L’abbatiale Saint-Philibert de Tournus
La page du site Internet Wikipedia
relative à cette église nous apprend ceci : « Juin
177 : début des persécutions contre les chrétiens, en
particulier à Lyon. Certains s'enfuient vers le Nord, dont
un certain Valérien qui s'installe à Tournus. Valérien
évangélise à Tournus.
178 : saint Valérien est
décapité. Il est inhumé à l'emplacement de la crypte
actuelle de l'église. Le tombeau du martyr devient alors
un lieu de recueillement clandestin pour les chrétiens. On
en connaît très peu de chose, et aucun vestige matériel
sauf un sarcophage, actuellement déposé dans la crypte. Le
site ayant été peu fouillé, on ignore tout des édifices
qui ont vraisemblablement occupé une partie de l'assiette
de l'abbatiale actuelle entre la fin de l'Antiquité et la
fin de la période carolingienne, soit un demi-millénaire.
Au VIesiècle,
Grégoire-de-Tours mentionne la présence d'un sanctuaire.

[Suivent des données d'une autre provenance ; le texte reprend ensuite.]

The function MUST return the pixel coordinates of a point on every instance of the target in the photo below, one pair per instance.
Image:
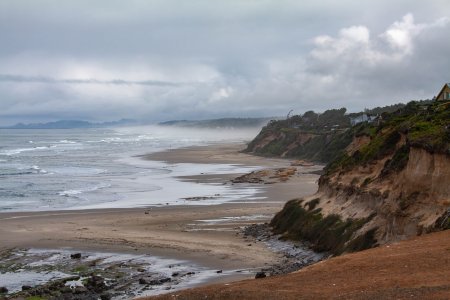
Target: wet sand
(170, 231)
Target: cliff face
(392, 182)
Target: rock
(159, 281)
(96, 283)
(189, 273)
(66, 290)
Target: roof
(443, 88)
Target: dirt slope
(414, 269)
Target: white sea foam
(95, 168)
(20, 150)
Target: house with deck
(444, 94)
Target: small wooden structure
(444, 94)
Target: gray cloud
(157, 60)
(42, 79)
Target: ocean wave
(77, 171)
(18, 169)
(75, 192)
(11, 152)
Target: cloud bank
(161, 61)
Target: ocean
(56, 169)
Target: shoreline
(174, 231)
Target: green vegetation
(424, 125)
(329, 233)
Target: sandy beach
(173, 231)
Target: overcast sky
(197, 59)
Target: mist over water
(98, 168)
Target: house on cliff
(444, 94)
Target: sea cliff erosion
(390, 183)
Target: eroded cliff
(391, 182)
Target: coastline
(178, 232)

Le roi de Bourgogne Gontran implante une communauté
monastique sur les lieux. C'est un monastère de fondation
royale ne dépendant pas des puissances locales.
En 731, invasions des
Sarrasins qui remontent le Rhône et la Saône. Elles
endommagent probablement le monastère.
Le 19 mars 875 , l'abbaye
de Saint-Valérien et ses dépendances ainsi que la ville de
Tournus et son castrum sont donnés par l'empereur Charles
II le Chauve à la communauté des moines de l’abbaye de
Saint-Philibert-de-Noirmoutier. Les moines fuyaient depuis
836 pour se protéger des invasions vikings. Ils avaient
d'abord déposé les reliques de Saint Philibert à l’abbaye
de Saint-Philibert-de-Grandlieu avant de continuer après
847 leurs pérégrinations vers l'Est pour trouver un abri.
Mai 875 : les moines de
saint Filibert s'installent à proximité des moines de
Saint-Valérien. Ils apportent les reliques de saint
Filibert. L'empereur confirme aux moines le privilège
d'élire leur abbé.
En 936-937, invasions hongroises qui endommagent les
bâtiments.
960 : élection de l'abbé Étienne qui est désigné par
tradition comme le premier constructeur de l'abbaye.

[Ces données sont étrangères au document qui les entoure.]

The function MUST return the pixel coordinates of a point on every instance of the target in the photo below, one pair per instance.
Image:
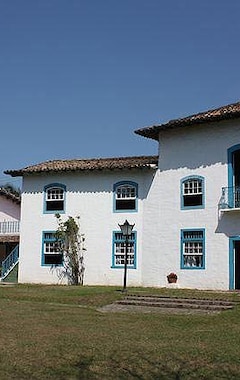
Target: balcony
(230, 199)
(9, 227)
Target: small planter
(172, 278)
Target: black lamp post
(126, 230)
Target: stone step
(157, 298)
(169, 302)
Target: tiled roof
(230, 111)
(86, 164)
(15, 198)
(9, 238)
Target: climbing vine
(71, 246)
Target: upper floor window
(119, 250)
(54, 198)
(51, 254)
(193, 249)
(125, 196)
(192, 192)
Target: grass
(57, 332)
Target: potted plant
(172, 277)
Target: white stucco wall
(200, 150)
(90, 196)
(9, 210)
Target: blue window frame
(50, 249)
(119, 250)
(125, 196)
(192, 192)
(54, 198)
(193, 249)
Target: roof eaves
(231, 111)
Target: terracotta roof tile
(230, 111)
(15, 198)
(86, 164)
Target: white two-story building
(184, 204)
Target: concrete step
(173, 302)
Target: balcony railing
(9, 227)
(230, 198)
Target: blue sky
(77, 77)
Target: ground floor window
(50, 252)
(119, 250)
(193, 249)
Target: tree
(71, 246)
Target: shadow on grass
(145, 369)
(113, 369)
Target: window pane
(193, 192)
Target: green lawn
(57, 332)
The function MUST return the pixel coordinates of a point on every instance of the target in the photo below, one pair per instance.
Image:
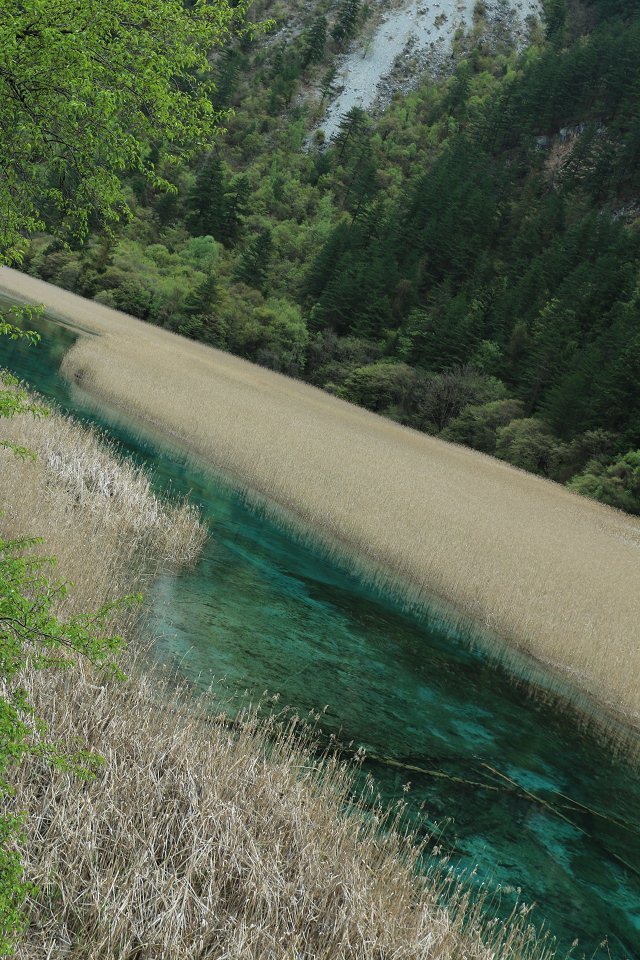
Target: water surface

979, translation des reliques de saint Valérien du
sarcophage à l'autel du fond de la crypte. Le corps de
saint Filibert est déposé dans le chœur : un conflit
éclate à ce propos avec les partisans de saint Valérien.

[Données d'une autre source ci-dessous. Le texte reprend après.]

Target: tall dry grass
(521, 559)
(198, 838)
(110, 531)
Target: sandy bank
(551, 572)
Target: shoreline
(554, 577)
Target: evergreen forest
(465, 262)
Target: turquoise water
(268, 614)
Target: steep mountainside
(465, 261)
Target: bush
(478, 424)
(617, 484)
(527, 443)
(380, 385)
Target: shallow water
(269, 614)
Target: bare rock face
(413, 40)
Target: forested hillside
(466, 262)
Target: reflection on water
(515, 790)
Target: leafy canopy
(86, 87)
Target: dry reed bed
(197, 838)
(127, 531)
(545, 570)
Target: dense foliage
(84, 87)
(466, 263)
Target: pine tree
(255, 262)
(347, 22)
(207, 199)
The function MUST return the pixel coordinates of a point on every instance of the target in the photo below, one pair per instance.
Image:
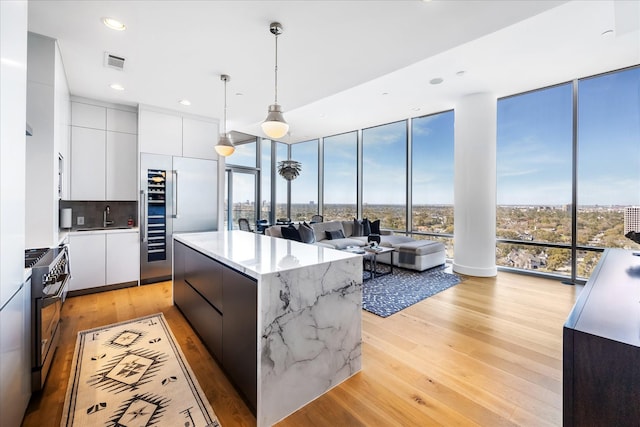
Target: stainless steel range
(50, 275)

Le problème est réglé par le dépôt du corps de Valérien
dans la crypte.
Le 16 octobre 1006, un
incendie oblige à faire de nouvelles constructions dans
l'abbaye et à restaurer le chevet de l'église. La plupart
des bâtiments conventuels datent des XIe -
XIIesiècles.
Entre 1008 et 1028, élection de l'abbé Bernier. Il
entreprend la reconstruction en commençant le chevet, les
cinq chapelles rayonnantes et le transept avec pour chaque
bras une abside semi-circulaire orientée.
Le 29 août 1019, consécration du chœur de l'église par les
évêques de Châlon et de Mâcon.
Entre 1028 et 1056, Ardain de Tournus est élu abbé de
Tournus. Il modifie le projet de reconstruction. Il fait
entreprendre l'avant-nef (narthex) à l'Ouest et construit
la chapelle supérieure (Saint-Michel).
De 1066 à 1088?
construction des voûtes de la nef centrale pendant
l'abbatiat de Pierre Ier (1066-1105).
Avant 1087 : rédaction par Falcon, moine de Tournus, à la
demande de l'abbé Pierre, de la Chronique de Tournus.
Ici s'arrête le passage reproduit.